The authors conclude that:

1. Reheating Temperature as a Variable: Assuming a high reheating temperature is a significant theoretical bias. Lowering $T_{RH}$ opens a "FISC" regime where stronger couplings are viable, potentially bringing feeble-interaction models within the reach of current and near-future experiments.
2. Hybrid Scenarios: The interplay between thermal freeze-in and non-thermal inflaton decay creates a complex parameter space where direct detection limits constrain both the gauge coupling (via $\sigma_e$) and the inflaton branching ratio.
3. Cosmic Exploration: Direct detection experiments are positioned as tools to probe the thermal history of the early Universe.
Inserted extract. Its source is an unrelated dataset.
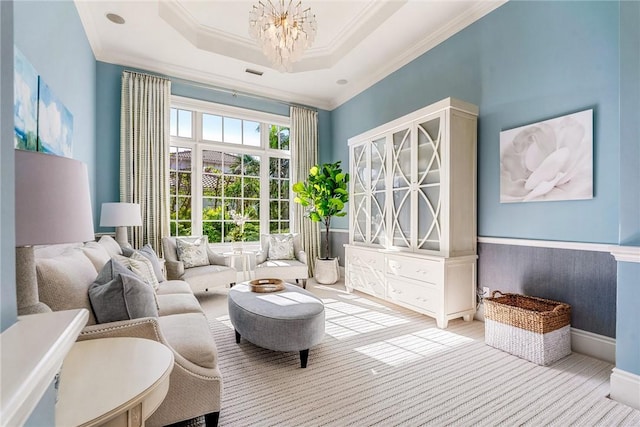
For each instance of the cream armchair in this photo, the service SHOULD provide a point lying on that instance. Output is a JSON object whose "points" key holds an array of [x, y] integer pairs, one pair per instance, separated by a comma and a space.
{"points": [[270, 266]]}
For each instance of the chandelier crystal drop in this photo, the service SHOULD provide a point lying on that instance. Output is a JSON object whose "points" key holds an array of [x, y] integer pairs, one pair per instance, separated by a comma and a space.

The non-observation of DM in the MeV–GeV range, when interpreted through FISC and hybrid models, effectively rules out specific ranges of reheating temperatures and inflaton decay properties, thereby guiding the construction of viable dark sector models.

The study emphasizes that interpreting freeze-in DM limits requires a holistic approach that accounts for cosmological uncertainties, including $T_{RH}$ and initial production mechanisms, rather than relying solely on the standard high-temperature, pure-freeze-in assumption.